Donna Seaman has produced a list of titles and summaries that focus in some way on sustainability – well work checking out!
- The Conundrum: How Scientific Innovation, Increased Efficiency, and Good Intentions Can Make Our Energy and Climate Problems Worse. By David Owen. Riverhead, paper, $14 (9781594485619). Owen, brisk, funny, and forthright, dispels environmental misperceptions to enable us to proceed toward sustainability on firmer ground.
- Empire of Shadows: The Epic Story of Yellowstone. By George Black. St. Martin’s, $35 (9780312383190). Black’s account of the ordeals and discoveries of nineteenth-century explorers in Yellowstone, and how the region became America’s first national park, is both hair-raising and elucidating.
- Facing the Wave: A Journey in the Wake of the Tsunami. By Gretel Ehrlich. Pantheon, $25 (9780307907318). Ehrlich’s sensitive chronicle of her time in Japan after the devastating March 2011 earthquake and tsunami subtly raises questions about culture, nature, global warming, and nuclear power.

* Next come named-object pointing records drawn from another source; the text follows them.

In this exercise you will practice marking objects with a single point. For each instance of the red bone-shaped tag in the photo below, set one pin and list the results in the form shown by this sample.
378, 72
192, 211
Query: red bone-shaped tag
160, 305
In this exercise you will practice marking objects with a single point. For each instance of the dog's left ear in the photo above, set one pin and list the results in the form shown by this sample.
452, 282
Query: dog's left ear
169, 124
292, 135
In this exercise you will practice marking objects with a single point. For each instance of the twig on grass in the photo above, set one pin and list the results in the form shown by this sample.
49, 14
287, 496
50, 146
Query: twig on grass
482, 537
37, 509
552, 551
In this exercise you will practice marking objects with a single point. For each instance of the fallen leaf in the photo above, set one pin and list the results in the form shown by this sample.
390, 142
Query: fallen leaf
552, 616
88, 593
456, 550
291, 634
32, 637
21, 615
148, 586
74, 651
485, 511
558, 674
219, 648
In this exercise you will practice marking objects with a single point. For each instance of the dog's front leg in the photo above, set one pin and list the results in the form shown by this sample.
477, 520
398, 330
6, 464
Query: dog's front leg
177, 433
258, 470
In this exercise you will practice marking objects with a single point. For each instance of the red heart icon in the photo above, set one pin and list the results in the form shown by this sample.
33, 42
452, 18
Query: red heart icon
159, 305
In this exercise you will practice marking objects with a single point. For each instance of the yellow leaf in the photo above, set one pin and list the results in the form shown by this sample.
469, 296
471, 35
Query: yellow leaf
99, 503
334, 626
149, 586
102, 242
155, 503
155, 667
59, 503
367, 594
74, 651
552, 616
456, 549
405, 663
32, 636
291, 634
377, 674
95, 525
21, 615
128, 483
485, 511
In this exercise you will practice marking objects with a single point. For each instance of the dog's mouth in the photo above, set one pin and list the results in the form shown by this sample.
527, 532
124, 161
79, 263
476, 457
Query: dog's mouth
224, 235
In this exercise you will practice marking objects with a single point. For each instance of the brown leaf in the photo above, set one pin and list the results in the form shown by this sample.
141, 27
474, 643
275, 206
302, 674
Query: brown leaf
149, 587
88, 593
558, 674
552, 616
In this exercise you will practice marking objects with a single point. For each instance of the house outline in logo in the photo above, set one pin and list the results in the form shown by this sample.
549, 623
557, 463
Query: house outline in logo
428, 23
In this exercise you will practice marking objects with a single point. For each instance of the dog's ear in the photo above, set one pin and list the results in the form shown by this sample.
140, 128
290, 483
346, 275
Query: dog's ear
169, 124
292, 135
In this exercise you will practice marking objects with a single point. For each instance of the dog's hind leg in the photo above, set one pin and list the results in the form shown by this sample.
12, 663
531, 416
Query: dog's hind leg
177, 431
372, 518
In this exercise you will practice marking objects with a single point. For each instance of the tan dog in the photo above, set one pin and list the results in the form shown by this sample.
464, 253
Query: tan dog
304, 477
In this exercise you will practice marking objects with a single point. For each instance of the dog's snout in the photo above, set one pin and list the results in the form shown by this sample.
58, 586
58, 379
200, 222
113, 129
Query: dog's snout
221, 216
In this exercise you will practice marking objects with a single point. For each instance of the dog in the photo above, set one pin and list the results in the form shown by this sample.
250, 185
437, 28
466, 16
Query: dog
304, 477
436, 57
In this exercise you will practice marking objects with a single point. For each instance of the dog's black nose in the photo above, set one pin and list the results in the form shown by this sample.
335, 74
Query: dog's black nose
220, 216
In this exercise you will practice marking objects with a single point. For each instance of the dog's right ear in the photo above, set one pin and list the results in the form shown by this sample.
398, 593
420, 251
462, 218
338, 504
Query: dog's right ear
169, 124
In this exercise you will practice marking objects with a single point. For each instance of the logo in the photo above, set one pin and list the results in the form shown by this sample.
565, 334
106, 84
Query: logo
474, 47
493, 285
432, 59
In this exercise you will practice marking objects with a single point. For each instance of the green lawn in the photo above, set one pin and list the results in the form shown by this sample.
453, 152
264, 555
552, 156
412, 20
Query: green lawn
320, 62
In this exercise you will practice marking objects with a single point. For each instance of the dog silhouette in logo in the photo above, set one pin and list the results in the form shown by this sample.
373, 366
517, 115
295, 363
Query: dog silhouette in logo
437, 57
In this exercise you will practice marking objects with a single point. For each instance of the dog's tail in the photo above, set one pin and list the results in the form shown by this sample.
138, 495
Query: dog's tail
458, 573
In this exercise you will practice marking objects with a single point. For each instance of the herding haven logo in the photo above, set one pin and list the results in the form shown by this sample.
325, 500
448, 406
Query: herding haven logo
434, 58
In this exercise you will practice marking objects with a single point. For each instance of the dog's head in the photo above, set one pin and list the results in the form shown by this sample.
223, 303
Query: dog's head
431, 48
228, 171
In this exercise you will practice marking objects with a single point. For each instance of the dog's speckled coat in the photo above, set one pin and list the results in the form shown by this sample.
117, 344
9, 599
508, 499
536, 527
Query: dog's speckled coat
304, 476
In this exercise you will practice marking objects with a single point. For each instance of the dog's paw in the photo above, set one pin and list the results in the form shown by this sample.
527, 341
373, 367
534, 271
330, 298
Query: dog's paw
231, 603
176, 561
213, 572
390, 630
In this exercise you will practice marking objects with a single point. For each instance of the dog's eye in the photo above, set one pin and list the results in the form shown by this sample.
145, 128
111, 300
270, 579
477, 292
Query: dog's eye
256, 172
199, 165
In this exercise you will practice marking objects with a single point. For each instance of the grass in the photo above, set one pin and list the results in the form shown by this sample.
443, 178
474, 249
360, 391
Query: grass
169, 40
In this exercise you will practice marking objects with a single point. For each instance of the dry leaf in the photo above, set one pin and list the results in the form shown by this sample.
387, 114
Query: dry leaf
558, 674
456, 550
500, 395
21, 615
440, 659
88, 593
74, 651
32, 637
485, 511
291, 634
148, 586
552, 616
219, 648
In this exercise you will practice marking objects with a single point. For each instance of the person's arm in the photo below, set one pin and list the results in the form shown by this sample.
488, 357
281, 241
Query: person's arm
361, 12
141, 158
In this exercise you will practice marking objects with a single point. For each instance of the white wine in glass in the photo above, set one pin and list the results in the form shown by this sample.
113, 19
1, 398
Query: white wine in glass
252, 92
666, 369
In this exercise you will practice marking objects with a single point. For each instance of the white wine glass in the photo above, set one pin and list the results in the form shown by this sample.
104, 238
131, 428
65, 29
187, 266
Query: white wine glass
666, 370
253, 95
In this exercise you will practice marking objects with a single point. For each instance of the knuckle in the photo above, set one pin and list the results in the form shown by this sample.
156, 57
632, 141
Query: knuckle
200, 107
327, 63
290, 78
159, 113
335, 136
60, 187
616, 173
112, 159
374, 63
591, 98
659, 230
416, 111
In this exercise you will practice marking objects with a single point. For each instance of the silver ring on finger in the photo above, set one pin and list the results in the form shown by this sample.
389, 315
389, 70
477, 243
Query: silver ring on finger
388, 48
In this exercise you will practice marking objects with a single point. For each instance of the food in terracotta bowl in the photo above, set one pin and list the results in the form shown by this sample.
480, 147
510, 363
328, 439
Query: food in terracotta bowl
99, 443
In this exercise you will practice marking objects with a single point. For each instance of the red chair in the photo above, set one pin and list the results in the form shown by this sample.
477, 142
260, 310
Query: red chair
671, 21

- Full Body Burden: Growing Up in the Nuclear Shadow of Rocky Flats. By Kristen Iversen. Crown, $25 (9780307955630). Iversen grew up in Colorado near Rocky Flats, a criminally mismanaged federal nuclear-weapon factory, and tells the full story of how it poisoned the land and its people.
- Global Weirdness: Severe Storms, Deadly Heat Waves, Relentless Drought, Rising Seas, and the Weather of the Future. By Climate Central. Pantheon, $22.95 (9780307907301). Climate Central, a nonpartisan collective of ecological experts, does a masterful job of clarifying all aspects of climate change, separating indisputable scientific evidence from myth and denial.
- The Land Grabbers: The New Fight over Who Owns the Earth. By Fred Pearce. Beacon, $27.95 (9780807003244). Pearce exposes enormous land grabs by foreigners in Africa, Asia, Indonesia, the Ukraine, and South America, stealthy acquisitions that involve crimes against humanity and environmental destruction.
- On a Farther Shore: The Life and Legacy of Rachel Carson. By William Souder. Crown, $30 (9780307462206). Souder brings a fresh and delving perspective to scientist, writer, and environmentalist Carson’s trailblazing achievements, hard-won artistry, and heroic sacrifices.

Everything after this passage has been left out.